Десятильник поднял к небу выцветшие родниковые глаза и запел густо, мощно:
- Господи Исуси! Прости великогрешного раба своего - умом он помрачился и потому глаголит сие... - перекрестился, махнул рукой. Три воя в красных одеждах и шапках подбежали, подхватили Пантелея под руки, потащили к проруби...
- Проститься-то хоть дайте с белым светом, изверги! - выкрикнули из толпы. - Пусть с миром, с людями простится!..
Воевода кивнул: "Пусть..."
Пантелея отпустили.
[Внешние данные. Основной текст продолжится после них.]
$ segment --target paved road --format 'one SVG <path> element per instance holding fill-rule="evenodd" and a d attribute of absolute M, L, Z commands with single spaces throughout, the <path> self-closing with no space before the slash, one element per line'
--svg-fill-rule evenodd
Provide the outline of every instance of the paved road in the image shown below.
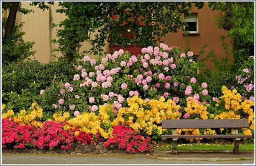
<path fill-rule="evenodd" d="M 235 155 L 230 153 L 182 152 L 177 155 L 164 151 L 150 155 L 2 154 L 2 164 L 209 164 L 255 165 L 254 152 Z M 1 165 L 2 165 L 1 164 Z"/>

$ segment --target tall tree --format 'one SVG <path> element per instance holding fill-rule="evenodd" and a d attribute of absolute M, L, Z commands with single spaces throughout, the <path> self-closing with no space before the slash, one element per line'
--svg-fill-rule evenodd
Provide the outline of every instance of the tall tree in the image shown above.
<path fill-rule="evenodd" d="M 21 12 L 26 14 L 33 11 L 22 8 L 20 2 L 2 3 L 2 9 L 9 11 L 7 18 L 2 17 L 2 63 L 5 64 L 24 60 L 34 55 L 35 51 L 31 50 L 34 43 L 25 42 L 22 39 L 25 33 L 19 31 L 19 28 L 22 26 L 23 23 L 17 23 L 17 14 Z"/>
<path fill-rule="evenodd" d="M 229 39 L 232 46 L 234 67 L 237 68 L 254 54 L 255 2 L 208 2 L 212 10 L 219 11 L 217 23 L 227 31 L 222 36 L 224 41 Z"/>
<path fill-rule="evenodd" d="M 76 49 L 85 41 L 93 46 L 86 53 L 99 55 L 106 41 L 111 45 L 117 44 L 124 48 L 128 43 L 154 45 L 157 41 L 161 42 L 161 37 L 183 27 L 182 14 L 189 14 L 193 3 L 198 8 L 203 6 L 202 2 L 59 2 L 61 8 L 57 12 L 65 14 L 67 18 L 54 24 L 61 28 L 57 29 L 58 38 L 53 42 L 58 44 L 57 50 L 69 61 L 76 54 Z M 32 4 L 42 7 L 43 3 Z M 132 41 L 122 37 L 122 32 L 128 29 L 135 34 Z"/>

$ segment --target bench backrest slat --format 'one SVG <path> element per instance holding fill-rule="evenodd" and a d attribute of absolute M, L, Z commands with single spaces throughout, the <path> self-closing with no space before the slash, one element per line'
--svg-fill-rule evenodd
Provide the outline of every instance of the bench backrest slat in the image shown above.
<path fill-rule="evenodd" d="M 163 128 L 249 128 L 248 119 L 239 120 L 163 120 Z"/>

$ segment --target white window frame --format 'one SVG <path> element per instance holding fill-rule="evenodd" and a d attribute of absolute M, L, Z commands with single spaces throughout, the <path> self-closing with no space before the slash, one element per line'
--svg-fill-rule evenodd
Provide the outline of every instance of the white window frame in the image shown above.
<path fill-rule="evenodd" d="M 196 31 L 188 31 L 189 34 L 199 34 L 198 30 L 198 13 L 192 13 L 190 15 L 184 15 L 184 22 L 197 22 L 197 30 Z M 185 26 L 184 26 L 184 29 L 185 29 Z M 185 33 L 185 32 L 184 32 Z"/>
<path fill-rule="evenodd" d="M 199 56 L 198 55 L 193 55 L 192 58 L 193 58 L 193 59 L 192 59 L 193 61 L 194 61 L 194 60 L 195 59 L 197 60 L 196 62 L 198 63 L 198 59 L 199 58 Z M 199 74 L 199 69 L 198 69 L 198 68 L 197 69 L 197 74 Z"/>

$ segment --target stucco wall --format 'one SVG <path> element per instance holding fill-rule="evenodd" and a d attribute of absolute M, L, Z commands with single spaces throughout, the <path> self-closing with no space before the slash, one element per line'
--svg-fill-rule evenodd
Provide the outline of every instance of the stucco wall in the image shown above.
<path fill-rule="evenodd" d="M 204 6 L 201 9 L 198 9 L 197 7 L 193 7 L 190 12 L 197 12 L 198 17 L 198 30 L 199 34 L 188 35 L 189 47 L 195 55 L 198 55 L 201 48 L 205 44 L 208 44 L 208 47 L 205 49 L 205 53 L 200 55 L 199 58 L 203 59 L 207 55 L 207 53 L 213 49 L 213 53 L 217 56 L 219 60 L 221 58 L 228 56 L 229 61 L 233 60 L 232 56 L 224 54 L 223 50 L 222 43 L 220 42 L 220 35 L 224 35 L 227 32 L 223 29 L 218 28 L 215 24 L 214 15 L 218 15 L 217 11 L 212 11 L 211 9 L 207 7 L 206 2 Z M 184 17 L 183 15 L 183 17 Z M 186 37 L 183 35 L 183 30 L 179 29 L 176 33 L 169 33 L 166 37 L 162 38 L 164 43 L 169 46 L 173 45 L 179 46 L 182 50 L 186 48 Z M 208 68 L 212 68 L 213 64 L 210 61 L 205 63 Z"/>
<path fill-rule="evenodd" d="M 38 7 L 30 6 L 30 2 L 23 2 L 22 7 L 27 9 L 32 9 L 34 13 L 31 13 L 27 15 L 19 16 L 22 21 L 25 22 L 23 27 L 23 30 L 26 32 L 24 36 L 24 39 L 28 41 L 35 42 L 33 49 L 37 51 L 34 58 L 41 63 L 46 63 L 50 60 L 53 60 L 53 54 L 57 56 L 62 56 L 60 52 L 52 52 L 54 48 L 57 48 L 57 44 L 51 42 L 53 39 L 56 39 L 56 28 L 52 28 L 53 23 L 57 23 L 59 21 L 66 18 L 64 14 L 56 12 L 56 10 L 59 7 L 58 2 L 56 2 L 54 5 L 49 5 L 49 9 L 43 11 Z M 171 3 L 171 2 L 170 2 Z M 204 7 L 202 9 L 197 9 L 197 8 L 193 7 L 191 12 L 198 12 L 198 29 L 199 34 L 189 35 L 189 46 L 191 51 L 194 52 L 194 55 L 198 55 L 199 51 L 204 44 L 208 45 L 205 49 L 206 53 L 209 52 L 210 49 L 214 50 L 218 58 L 226 56 L 222 49 L 222 44 L 220 40 L 220 34 L 225 34 L 224 30 L 219 29 L 215 24 L 214 15 L 218 14 L 218 12 L 212 11 L 207 6 L 205 2 Z M 91 35 L 93 38 L 94 34 Z M 174 45 L 179 46 L 182 50 L 186 47 L 185 37 L 183 35 L 183 31 L 182 29 L 178 30 L 177 33 L 169 33 L 165 38 L 163 38 L 164 42 L 169 46 Z M 82 44 L 82 46 L 78 50 L 82 53 L 84 50 L 89 50 L 92 46 L 88 42 Z M 108 43 L 104 50 L 109 53 Z M 97 55 L 88 55 L 92 58 L 97 58 Z M 204 58 L 207 54 L 200 55 L 200 58 Z M 229 57 L 231 58 L 231 57 Z M 230 60 L 232 59 L 230 59 Z M 207 63 L 208 68 L 212 68 L 213 64 L 208 61 Z"/>
<path fill-rule="evenodd" d="M 49 5 L 49 9 L 44 11 L 40 9 L 38 7 L 29 6 L 30 2 L 22 2 L 22 7 L 33 9 L 34 13 L 23 15 L 21 19 L 25 24 L 23 30 L 26 33 L 23 39 L 25 40 L 35 42 L 33 49 L 37 51 L 32 59 L 36 59 L 43 63 L 48 63 L 51 60 L 56 59 L 53 55 L 57 57 L 62 56 L 59 51 L 52 51 L 54 48 L 57 48 L 58 44 L 54 44 L 51 41 L 57 39 L 57 28 L 52 28 L 52 23 L 58 23 L 66 18 L 64 14 L 56 13 L 56 11 L 59 7 L 58 2 L 54 5 Z M 58 27 L 58 28 L 59 28 Z M 94 34 L 91 34 L 93 39 Z M 88 50 L 92 46 L 89 42 L 84 42 L 78 50 L 82 53 L 84 50 Z M 105 48 L 106 49 L 106 48 Z M 91 58 L 97 57 L 97 55 L 88 55 Z"/>

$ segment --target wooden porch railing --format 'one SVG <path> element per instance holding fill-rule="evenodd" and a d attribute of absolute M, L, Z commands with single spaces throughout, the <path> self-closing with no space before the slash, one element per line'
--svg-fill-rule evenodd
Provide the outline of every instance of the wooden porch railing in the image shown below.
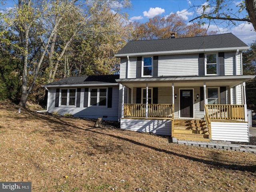
<path fill-rule="evenodd" d="M 148 104 L 148 116 L 150 118 L 170 118 L 172 116 L 172 105 Z M 124 117 L 146 117 L 146 104 L 124 104 Z"/>
<path fill-rule="evenodd" d="M 211 119 L 209 116 L 209 112 L 208 112 L 208 108 L 206 105 L 204 105 L 204 110 L 205 111 L 205 114 L 204 115 L 204 119 L 206 123 L 206 127 L 208 129 L 208 132 L 209 133 L 209 138 L 212 138 L 212 124 L 211 123 Z"/>
<path fill-rule="evenodd" d="M 148 117 L 170 118 L 172 106 L 168 104 L 149 104 Z"/>
<path fill-rule="evenodd" d="M 245 120 L 243 105 L 206 104 L 205 109 L 211 119 Z"/>

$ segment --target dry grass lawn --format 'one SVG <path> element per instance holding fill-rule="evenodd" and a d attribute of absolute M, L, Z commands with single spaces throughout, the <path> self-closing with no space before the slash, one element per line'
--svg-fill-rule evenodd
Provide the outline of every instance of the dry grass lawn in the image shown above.
<path fill-rule="evenodd" d="M 0 103 L 0 182 L 33 192 L 256 191 L 256 156 Z"/>

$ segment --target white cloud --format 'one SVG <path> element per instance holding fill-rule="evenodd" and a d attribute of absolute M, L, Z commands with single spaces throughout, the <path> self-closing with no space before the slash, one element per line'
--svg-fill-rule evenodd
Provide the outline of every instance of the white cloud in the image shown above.
<path fill-rule="evenodd" d="M 208 25 L 204 25 L 202 27 L 207 28 Z M 229 30 L 218 27 L 216 25 L 210 25 L 208 31 L 216 31 L 217 34 L 232 33 L 248 45 L 256 40 L 256 32 L 252 24 L 248 22 L 241 24 Z"/>
<path fill-rule="evenodd" d="M 131 20 L 139 20 L 140 19 L 142 19 L 143 18 L 141 15 L 140 16 L 134 16 L 134 17 L 131 17 L 130 19 Z"/>
<path fill-rule="evenodd" d="M 248 45 L 256 40 L 256 32 L 252 24 L 246 22 L 232 28 L 230 32 Z"/>
<path fill-rule="evenodd" d="M 200 14 L 200 15 L 202 14 L 203 12 L 204 12 L 204 6 L 207 6 L 208 4 L 209 3 L 208 2 L 204 3 L 202 5 L 201 5 L 201 7 L 198 7 L 197 8 L 197 9 L 196 10 L 196 12 L 198 14 Z M 211 11 L 212 11 L 213 9 L 213 8 L 210 7 L 207 8 L 205 9 L 205 10 L 204 10 L 204 13 L 209 13 Z"/>
<path fill-rule="evenodd" d="M 193 15 L 193 12 L 188 12 L 187 9 L 184 9 L 180 11 L 178 11 L 176 13 L 179 16 L 181 16 L 185 20 L 188 20 L 188 17 L 187 16 L 191 16 Z"/>
<path fill-rule="evenodd" d="M 164 9 L 162 9 L 160 7 L 156 7 L 152 8 L 151 7 L 148 11 L 145 11 L 143 12 L 143 15 L 148 18 L 152 18 L 157 15 L 160 15 L 165 12 Z"/>
<path fill-rule="evenodd" d="M 237 6 L 238 5 L 240 5 L 240 4 L 242 4 L 243 2 L 243 1 L 234 1 L 233 2 L 234 3 L 234 4 L 236 6 Z"/>
<path fill-rule="evenodd" d="M 205 24 L 202 26 L 204 28 L 207 29 L 207 31 L 210 32 L 210 31 L 216 31 L 217 34 L 222 33 L 228 33 L 229 32 L 226 29 L 220 27 L 216 25 L 207 25 Z"/>

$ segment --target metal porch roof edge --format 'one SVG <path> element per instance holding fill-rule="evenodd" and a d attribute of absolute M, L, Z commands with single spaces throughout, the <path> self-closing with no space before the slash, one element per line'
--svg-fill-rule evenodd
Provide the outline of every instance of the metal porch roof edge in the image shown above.
<path fill-rule="evenodd" d="M 255 75 L 237 75 L 223 76 L 173 76 L 163 77 L 157 78 L 141 78 L 131 79 L 119 79 L 116 80 L 118 83 L 128 82 L 156 82 L 178 81 L 193 81 L 193 80 L 248 80 L 255 78 Z"/>

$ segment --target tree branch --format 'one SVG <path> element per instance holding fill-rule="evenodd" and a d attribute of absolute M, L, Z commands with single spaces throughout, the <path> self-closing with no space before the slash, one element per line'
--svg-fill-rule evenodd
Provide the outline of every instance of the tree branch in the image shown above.
<path fill-rule="evenodd" d="M 250 23 L 251 23 L 252 22 L 250 19 L 248 19 L 246 18 L 228 18 L 226 17 L 209 17 L 207 16 L 198 16 L 198 17 L 196 17 L 195 18 L 194 18 L 193 19 L 192 19 L 188 22 L 191 22 L 191 21 L 193 21 L 194 20 L 196 20 L 198 18 L 206 18 L 209 19 L 218 19 L 220 20 L 228 20 L 229 21 L 247 21 L 247 22 L 249 22 Z"/>

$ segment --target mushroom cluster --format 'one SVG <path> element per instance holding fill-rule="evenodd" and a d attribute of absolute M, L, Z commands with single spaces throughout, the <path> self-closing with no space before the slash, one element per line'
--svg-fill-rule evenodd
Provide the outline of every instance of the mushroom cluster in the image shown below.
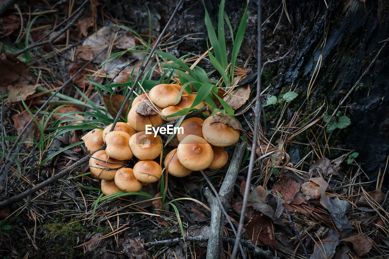
<path fill-rule="evenodd" d="M 147 126 L 160 126 L 176 118 L 165 117 L 191 107 L 196 94 L 188 94 L 181 90 L 181 86 L 176 84 L 156 86 L 148 94 L 134 99 L 127 123 L 118 122 L 112 131 L 112 124 L 103 130 L 95 129 L 81 138 L 91 152 L 106 144 L 105 150 L 95 152 L 89 161 L 91 172 L 101 180 L 105 194 L 120 191 L 137 192 L 143 186 L 159 180 L 162 168 L 154 160 L 163 155 L 162 143 L 159 136 L 146 131 Z M 194 108 L 205 105 L 202 102 Z M 228 116 L 217 114 L 205 120 L 196 117 L 184 120 L 180 126 L 182 130 L 177 133 L 178 146 L 165 157 L 166 171 L 183 177 L 193 171 L 224 166 L 228 158 L 224 147 L 236 143 L 240 131 L 228 121 L 238 126 L 237 122 L 223 116 Z M 129 168 L 127 161 L 135 159 L 138 161 L 133 168 Z"/>

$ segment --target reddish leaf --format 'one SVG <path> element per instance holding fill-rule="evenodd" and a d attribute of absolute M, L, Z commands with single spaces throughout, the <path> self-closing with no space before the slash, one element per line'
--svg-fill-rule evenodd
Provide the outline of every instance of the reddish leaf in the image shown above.
<path fill-rule="evenodd" d="M 18 132 L 18 135 L 22 134 L 22 131 L 26 124 L 31 119 L 31 116 L 26 111 L 20 114 L 16 114 L 12 116 L 12 119 L 14 121 L 15 128 Z M 29 147 L 34 145 L 32 138 L 33 137 L 34 139 L 35 140 L 37 140 L 40 136 L 40 131 L 39 131 L 38 126 L 35 123 L 35 122 L 33 121 L 28 128 L 23 133 L 21 139 L 23 141 L 32 142 L 26 144 L 26 146 Z"/>
<path fill-rule="evenodd" d="M 270 246 L 275 249 L 278 248 L 275 242 L 274 232 L 272 222 L 267 217 L 263 215 L 254 216 L 245 227 L 246 232 L 244 235 L 251 240 L 253 243 L 258 241 Z"/>
<path fill-rule="evenodd" d="M 359 233 L 342 240 L 352 243 L 355 252 L 359 256 L 367 255 L 373 247 L 373 240 L 364 233 Z"/>
<path fill-rule="evenodd" d="M 250 86 L 247 84 L 240 87 L 229 98 L 225 97 L 224 101 L 231 108 L 236 110 L 240 108 L 249 100 L 251 91 Z"/>
<path fill-rule="evenodd" d="M 109 93 L 104 94 L 103 95 L 103 102 L 107 108 L 107 111 L 113 117 L 115 118 L 117 115 L 124 101 L 124 97 L 119 94 L 111 94 Z M 126 118 L 127 112 L 130 108 L 130 105 L 127 102 L 124 106 L 121 116 L 123 118 Z"/>
<path fill-rule="evenodd" d="M 277 195 L 277 192 L 281 194 L 282 197 L 285 202 L 290 203 L 293 201 L 293 197 L 297 192 L 300 190 L 301 186 L 288 176 L 282 175 L 281 179 L 273 186 L 272 192 L 274 195 Z"/>

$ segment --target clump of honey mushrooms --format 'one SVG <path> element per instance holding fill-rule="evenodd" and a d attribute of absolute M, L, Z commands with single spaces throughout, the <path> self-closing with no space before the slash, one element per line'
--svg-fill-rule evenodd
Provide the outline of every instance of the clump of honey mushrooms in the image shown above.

Он как бы очнулся: выпрямился, повернулся лицом к народу и страшным, ревущим голосом закричал:
- Не богоотступник я, православные!.. Не грешен пред вами, - бох меня так примет, - закрестил бледное, мокрое от слез лицо, заозирался, моля глазами толпу.
Послышался зычный мужской голос:
- Отпусти!..
Несколько глоток повторило.
Константин Юрьев шевельнул закаменелыми плечами, крикнул:
- Кончай быстрей!..
Три палача-воя начали плечами подталкивать разбойника к округлому отверстию на льду. Пантелей, крестясь, пятился. Остался еще шажок - и... Он резко повернулся и глянул: чистая прозрачная голубоватая вода - до краев устья проруби, - дышала: поднималась, опускалась - ждала; свежесколотый лед сверкал, блестел под водой, как драгоценный алмаз, и почудилось в этой красоте что-то райское; но вглядевшись дальше, в черную глубь воды, отшатнулся - только теперь поверил в свою неминуемую смерть, до этого еще на что-то надеялся, обернулся к палачам...
Он бы с радостью умер в бою, но так умирать не хотел, и Пантелея не узнали: на лице не осталось и следа слабости, слез. Стоял грозный, готовый на борьбу муж, и палачи подались чуть назад, когда взмахнув окованными руками, со страшным гневным лицом шагнул он к ним.
- Хотите убить за то, што я поднял людей на поганого боярина, изжил со свету татарского подстилку со своим семенем?!